4. Do as much prep as possible ahead of time. It’s annoying to be on a roll getting things going, only to come to a stand still because I forgot to round up my jar rings. Or for the project to take two hours extra because I didn’t realize how difficult the fruit would be to prep. Wash your jars the night before so you don’t have to do that while you’re trying to get going on your food prep. Prep the fruit and veggies the night before as well. Not having to spend 3 hours pitting plums or grating zucchini sure speeds everything up.

5. Get an early start! For one, you beat the heat. There’s nothing like standing over a steaming canner or stirring a jar of hot sauce when the temps in the house are creeping up. I love to work with the windows open when it is cool outside. For second, I am really, really good at estimating my time multiple hours short of what it actually ends up taking. I’d rather start early and think I’ll be done at noon but really be done at 2:00, rather than starting at noon…you get the picture.

6. Before you do anything else, start heating water in your canner! This is a huge time saver. While it can be tempting to try to be efficient in the stove usage and wait to start heating the water until you think it’ll boil right when you need it, don’t do this to yourself. Go ahead, let it boil or at least get close, and then just keep it at a simmer until you’re ready for it. It is annoying to be ready to process filled jars and the waterbath canner isn’t hot yet. And a watched canner NEVER boils. It might have been ten minutes away from ready but if you need it now, it will take an extra hour to heat up, just for you.

7. Let your jars heat with the water. This relates to hot prepared foods. And no, this isn’t to sterilize them. Sterilizing is no longer recommended for food products that will be processed for at least 20 minutes, but this more an immediate safety issue, and saves you from ruining a batch of something by having a jar break. Keeping the jars hot gets them ready to fill with the hot jam or sauce or whatever it is, and then they’re also less likely to break when you return them to the waterbath.
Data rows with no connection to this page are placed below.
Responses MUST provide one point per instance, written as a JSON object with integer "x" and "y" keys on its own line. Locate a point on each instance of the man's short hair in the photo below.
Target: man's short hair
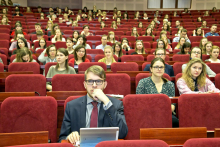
{"x": 85, "y": 26}
{"x": 183, "y": 30}
{"x": 39, "y": 33}
{"x": 37, "y": 24}
{"x": 96, "y": 70}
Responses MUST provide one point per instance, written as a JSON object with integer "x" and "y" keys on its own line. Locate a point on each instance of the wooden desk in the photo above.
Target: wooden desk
{"x": 22, "y": 138}
{"x": 173, "y": 136}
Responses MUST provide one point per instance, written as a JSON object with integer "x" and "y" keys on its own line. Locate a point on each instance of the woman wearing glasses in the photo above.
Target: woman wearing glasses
{"x": 62, "y": 66}
{"x": 157, "y": 84}
{"x": 196, "y": 52}
{"x": 161, "y": 53}
{"x": 194, "y": 79}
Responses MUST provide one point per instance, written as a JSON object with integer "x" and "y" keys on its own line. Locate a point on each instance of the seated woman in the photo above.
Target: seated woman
{"x": 161, "y": 53}
{"x": 157, "y": 84}
{"x": 194, "y": 79}
{"x": 69, "y": 44}
{"x": 24, "y": 55}
{"x": 42, "y": 44}
{"x": 108, "y": 59}
{"x": 58, "y": 36}
{"x": 214, "y": 55}
{"x": 163, "y": 34}
{"x": 197, "y": 53}
{"x": 62, "y": 66}
{"x": 207, "y": 49}
{"x": 81, "y": 40}
{"x": 111, "y": 37}
{"x": 134, "y": 32}
{"x": 199, "y": 32}
{"x": 125, "y": 44}
{"x": 180, "y": 43}
{"x": 139, "y": 48}
{"x": 117, "y": 49}
{"x": 79, "y": 55}
{"x": 21, "y": 42}
{"x": 185, "y": 48}
{"x": 51, "y": 55}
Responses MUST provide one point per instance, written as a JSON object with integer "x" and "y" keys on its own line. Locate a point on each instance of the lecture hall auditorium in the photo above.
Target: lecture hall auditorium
{"x": 31, "y": 115}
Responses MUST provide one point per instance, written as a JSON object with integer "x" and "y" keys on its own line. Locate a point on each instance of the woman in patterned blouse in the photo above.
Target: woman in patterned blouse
{"x": 157, "y": 84}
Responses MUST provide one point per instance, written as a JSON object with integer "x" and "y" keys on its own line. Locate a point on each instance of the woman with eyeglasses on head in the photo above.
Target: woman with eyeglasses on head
{"x": 196, "y": 52}
{"x": 51, "y": 55}
{"x": 214, "y": 55}
{"x": 62, "y": 66}
{"x": 161, "y": 53}
{"x": 42, "y": 44}
{"x": 117, "y": 49}
{"x": 139, "y": 48}
{"x": 207, "y": 48}
{"x": 194, "y": 79}
{"x": 81, "y": 40}
{"x": 185, "y": 48}
{"x": 157, "y": 84}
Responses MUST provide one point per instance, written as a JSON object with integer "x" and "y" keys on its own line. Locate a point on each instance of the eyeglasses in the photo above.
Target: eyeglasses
{"x": 194, "y": 52}
{"x": 158, "y": 67}
{"x": 160, "y": 54}
{"x": 97, "y": 82}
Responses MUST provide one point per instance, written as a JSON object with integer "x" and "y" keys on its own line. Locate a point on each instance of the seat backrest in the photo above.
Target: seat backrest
{"x": 85, "y": 65}
{"x": 133, "y": 143}
{"x": 26, "y": 83}
{"x": 24, "y": 66}
{"x": 144, "y": 111}
{"x": 30, "y": 114}
{"x": 124, "y": 66}
{"x": 145, "y": 75}
{"x": 181, "y": 58}
{"x": 199, "y": 110}
{"x": 204, "y": 142}
{"x": 126, "y": 58}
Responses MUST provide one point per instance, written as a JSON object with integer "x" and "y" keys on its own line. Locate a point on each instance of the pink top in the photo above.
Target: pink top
{"x": 184, "y": 89}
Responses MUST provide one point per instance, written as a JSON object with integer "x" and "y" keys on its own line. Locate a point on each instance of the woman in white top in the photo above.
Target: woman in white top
{"x": 214, "y": 55}
{"x": 42, "y": 44}
{"x": 81, "y": 40}
{"x": 58, "y": 36}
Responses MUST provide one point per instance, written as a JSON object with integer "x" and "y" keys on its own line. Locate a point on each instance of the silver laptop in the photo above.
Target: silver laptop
{"x": 90, "y": 137}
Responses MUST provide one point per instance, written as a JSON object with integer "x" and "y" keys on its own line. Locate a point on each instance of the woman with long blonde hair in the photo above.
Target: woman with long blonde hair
{"x": 194, "y": 79}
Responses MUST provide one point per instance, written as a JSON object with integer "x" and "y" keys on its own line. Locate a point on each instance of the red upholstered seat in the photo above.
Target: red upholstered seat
{"x": 145, "y": 75}
{"x": 133, "y": 143}
{"x": 144, "y": 111}
{"x": 24, "y": 66}
{"x": 202, "y": 142}
{"x": 26, "y": 83}
{"x": 181, "y": 58}
{"x": 126, "y": 58}
{"x": 30, "y": 114}
{"x": 85, "y": 65}
{"x": 46, "y": 145}
{"x": 124, "y": 66}
{"x": 199, "y": 110}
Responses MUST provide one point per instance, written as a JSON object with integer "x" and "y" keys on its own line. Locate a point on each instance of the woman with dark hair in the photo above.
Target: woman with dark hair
{"x": 196, "y": 52}
{"x": 185, "y": 48}
{"x": 51, "y": 55}
{"x": 62, "y": 66}
{"x": 157, "y": 84}
{"x": 79, "y": 55}
{"x": 24, "y": 55}
{"x": 21, "y": 42}
{"x": 117, "y": 49}
{"x": 81, "y": 40}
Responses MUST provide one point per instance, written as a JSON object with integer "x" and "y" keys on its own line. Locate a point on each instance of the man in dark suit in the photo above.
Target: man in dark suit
{"x": 93, "y": 110}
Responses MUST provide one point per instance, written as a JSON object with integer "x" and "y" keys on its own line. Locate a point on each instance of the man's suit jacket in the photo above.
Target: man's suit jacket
{"x": 75, "y": 117}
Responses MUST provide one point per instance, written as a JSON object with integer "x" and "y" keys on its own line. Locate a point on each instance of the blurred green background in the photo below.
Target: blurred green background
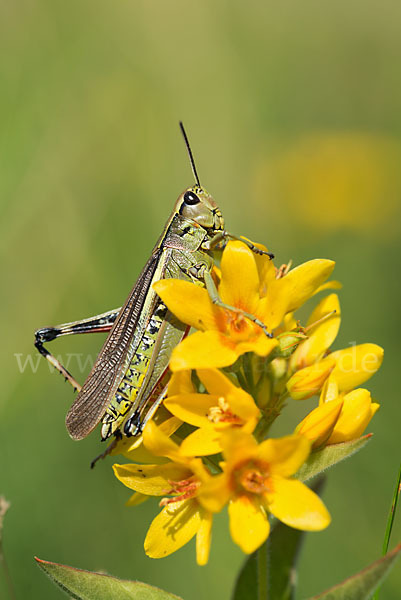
{"x": 293, "y": 111}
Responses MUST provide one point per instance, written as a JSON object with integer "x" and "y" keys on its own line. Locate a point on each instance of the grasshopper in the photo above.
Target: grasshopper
{"x": 130, "y": 375}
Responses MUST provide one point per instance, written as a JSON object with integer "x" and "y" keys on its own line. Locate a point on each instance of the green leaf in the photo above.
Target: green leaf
{"x": 283, "y": 549}
{"x": 246, "y": 584}
{"x": 85, "y": 585}
{"x": 362, "y": 585}
{"x": 330, "y": 455}
{"x": 283, "y": 546}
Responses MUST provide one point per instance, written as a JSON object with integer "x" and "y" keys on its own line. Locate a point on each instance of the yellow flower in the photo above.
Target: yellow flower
{"x": 309, "y": 381}
{"x": 225, "y": 406}
{"x": 256, "y": 480}
{"x": 355, "y": 365}
{"x": 182, "y": 517}
{"x": 321, "y": 331}
{"x": 356, "y": 413}
{"x": 318, "y": 425}
{"x": 247, "y": 283}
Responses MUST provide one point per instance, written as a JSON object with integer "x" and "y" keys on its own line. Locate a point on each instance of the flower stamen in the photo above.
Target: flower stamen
{"x": 184, "y": 489}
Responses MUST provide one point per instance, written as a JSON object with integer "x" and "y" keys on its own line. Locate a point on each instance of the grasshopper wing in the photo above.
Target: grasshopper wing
{"x": 110, "y": 365}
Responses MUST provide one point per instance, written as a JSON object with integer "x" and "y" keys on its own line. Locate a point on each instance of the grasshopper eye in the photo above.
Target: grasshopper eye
{"x": 190, "y": 198}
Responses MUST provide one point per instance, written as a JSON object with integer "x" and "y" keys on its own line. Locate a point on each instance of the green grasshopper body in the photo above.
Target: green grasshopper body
{"x": 129, "y": 377}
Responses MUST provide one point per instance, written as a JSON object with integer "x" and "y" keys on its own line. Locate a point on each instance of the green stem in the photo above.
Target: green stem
{"x": 248, "y": 372}
{"x": 390, "y": 520}
{"x": 270, "y": 414}
{"x": 7, "y": 576}
{"x": 263, "y": 584}
{"x": 241, "y": 380}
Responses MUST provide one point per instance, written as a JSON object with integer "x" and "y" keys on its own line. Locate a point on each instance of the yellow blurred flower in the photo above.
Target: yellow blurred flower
{"x": 247, "y": 283}
{"x": 309, "y": 381}
{"x": 182, "y": 517}
{"x": 256, "y": 480}
{"x": 355, "y": 173}
{"x": 225, "y": 406}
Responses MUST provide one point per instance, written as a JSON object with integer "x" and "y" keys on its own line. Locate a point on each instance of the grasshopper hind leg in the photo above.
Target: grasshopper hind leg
{"x": 97, "y": 324}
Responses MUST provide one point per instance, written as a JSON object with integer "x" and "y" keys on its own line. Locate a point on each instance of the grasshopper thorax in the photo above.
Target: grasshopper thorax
{"x": 197, "y": 204}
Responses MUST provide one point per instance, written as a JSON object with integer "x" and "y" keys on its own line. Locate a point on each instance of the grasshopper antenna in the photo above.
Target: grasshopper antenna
{"x": 191, "y": 158}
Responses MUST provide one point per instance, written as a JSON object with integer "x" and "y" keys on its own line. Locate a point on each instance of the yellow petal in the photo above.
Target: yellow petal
{"x": 215, "y": 492}
{"x": 329, "y": 285}
{"x": 159, "y": 443}
{"x": 238, "y": 446}
{"x": 190, "y": 303}
{"x": 239, "y": 284}
{"x": 296, "y": 505}
{"x": 329, "y": 391}
{"x": 260, "y": 345}
{"x": 201, "y": 442}
{"x": 173, "y": 527}
{"x": 305, "y": 279}
{"x": 319, "y": 423}
{"x": 192, "y": 408}
{"x": 309, "y": 381}
{"x": 181, "y": 383}
{"x": 136, "y": 499}
{"x": 291, "y": 291}
{"x": 204, "y": 350}
{"x": 356, "y": 364}
{"x": 249, "y": 525}
{"x": 204, "y": 537}
{"x": 356, "y": 414}
{"x": 321, "y": 336}
{"x": 216, "y": 382}
{"x": 143, "y": 455}
{"x": 152, "y": 480}
{"x": 284, "y": 455}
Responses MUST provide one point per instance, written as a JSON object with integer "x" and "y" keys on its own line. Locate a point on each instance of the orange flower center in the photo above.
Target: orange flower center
{"x": 238, "y": 327}
{"x": 182, "y": 490}
{"x": 222, "y": 413}
{"x": 254, "y": 478}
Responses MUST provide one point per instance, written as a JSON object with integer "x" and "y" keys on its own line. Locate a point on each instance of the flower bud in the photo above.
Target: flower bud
{"x": 309, "y": 381}
{"x": 318, "y": 425}
{"x": 288, "y": 342}
{"x": 358, "y": 410}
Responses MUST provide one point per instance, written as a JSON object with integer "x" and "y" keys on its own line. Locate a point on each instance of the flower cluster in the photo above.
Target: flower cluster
{"x": 209, "y": 447}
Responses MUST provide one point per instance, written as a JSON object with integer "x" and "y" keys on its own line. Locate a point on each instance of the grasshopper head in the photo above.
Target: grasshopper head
{"x": 197, "y": 204}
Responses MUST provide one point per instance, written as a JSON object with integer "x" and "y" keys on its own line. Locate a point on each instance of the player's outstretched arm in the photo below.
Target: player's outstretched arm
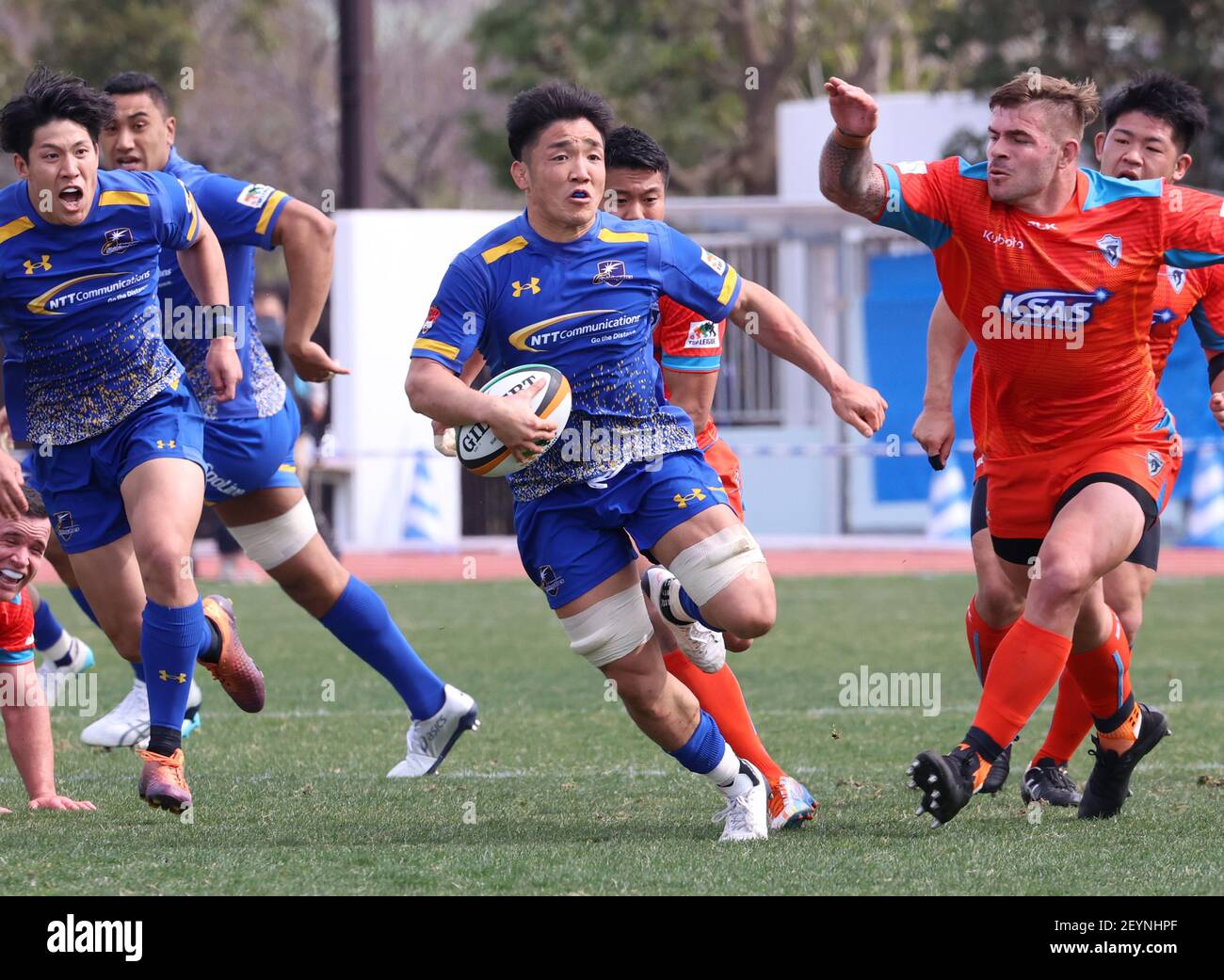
{"x": 203, "y": 265}
{"x": 778, "y": 328}
{"x": 436, "y": 392}
{"x": 12, "y": 499}
{"x": 309, "y": 240}
{"x": 848, "y": 175}
{"x": 935, "y": 429}
{"x": 27, "y": 727}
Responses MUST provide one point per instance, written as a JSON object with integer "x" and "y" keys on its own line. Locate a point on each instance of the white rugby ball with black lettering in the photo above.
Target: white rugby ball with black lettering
{"x": 476, "y": 445}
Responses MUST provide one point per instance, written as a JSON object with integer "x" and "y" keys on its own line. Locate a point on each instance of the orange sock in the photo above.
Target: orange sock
{"x": 1024, "y": 667}
{"x": 1104, "y": 677}
{"x": 983, "y": 639}
{"x": 718, "y": 694}
{"x": 1071, "y": 722}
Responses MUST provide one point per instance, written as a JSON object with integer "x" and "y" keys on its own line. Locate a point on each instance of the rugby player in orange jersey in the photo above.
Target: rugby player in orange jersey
{"x": 27, "y": 723}
{"x": 1151, "y": 125}
{"x": 689, "y": 349}
{"x": 1073, "y": 440}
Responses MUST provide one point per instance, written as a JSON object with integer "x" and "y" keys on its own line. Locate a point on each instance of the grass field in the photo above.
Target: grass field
{"x": 558, "y": 793}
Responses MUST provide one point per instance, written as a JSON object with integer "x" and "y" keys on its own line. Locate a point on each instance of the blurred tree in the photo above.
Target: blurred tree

8. Put a splash of white vinegar in the water bath. This is one of my favorite little things to do because it really does pay off in the end! We are on a well and have delicious water, but with that comes a high level of minerals that leaves an unattractive white filmy sediment on all my beautiful jars. A splash of vinegar makes for clean jars. Save yourself the headache of having to wipe everything down later!

9. Clean those rims! Really! Don’t shortcut this task. It is very frustrating to be three minutes away from being done with a project that has taken half or all of the day, only to not have jars seal because I failed to clean the rims well! Save yourself the headache.

10. Keep a tidy workspace. I dislike working in chaos, so keeping things tidy helps me work more efficiently. I like to have all my clean jars in one spot, my jar lids and rings ready to go nearby, and towels covering all my counter space to make cleanup easier. I keep track of my dirty dishes and bowls and utensils and try to keep them from scattering, and get things soaking as soon as they’re emptied. Cooked sauces and jams or butters can really cook on to whatever they were in, so don’t wait until the very end to start thinking about cleanup on them. There can be quite a bit of downtime while canning, so putter away at those dishes so you can wrap up when that last jar pings!

11. Last but not least, taste and enjoy. There’s nothing like slathering a slice of toast with my own fresh jam or dipping a tortilla chip in fresh salsa. You won’t be regret having some good bread or a bag of tortilla chips on hand, for just such an occasion, and your family will thank you as well.

I hope this little list can help streamline your projects, and maybe make canning feel a little less daunting!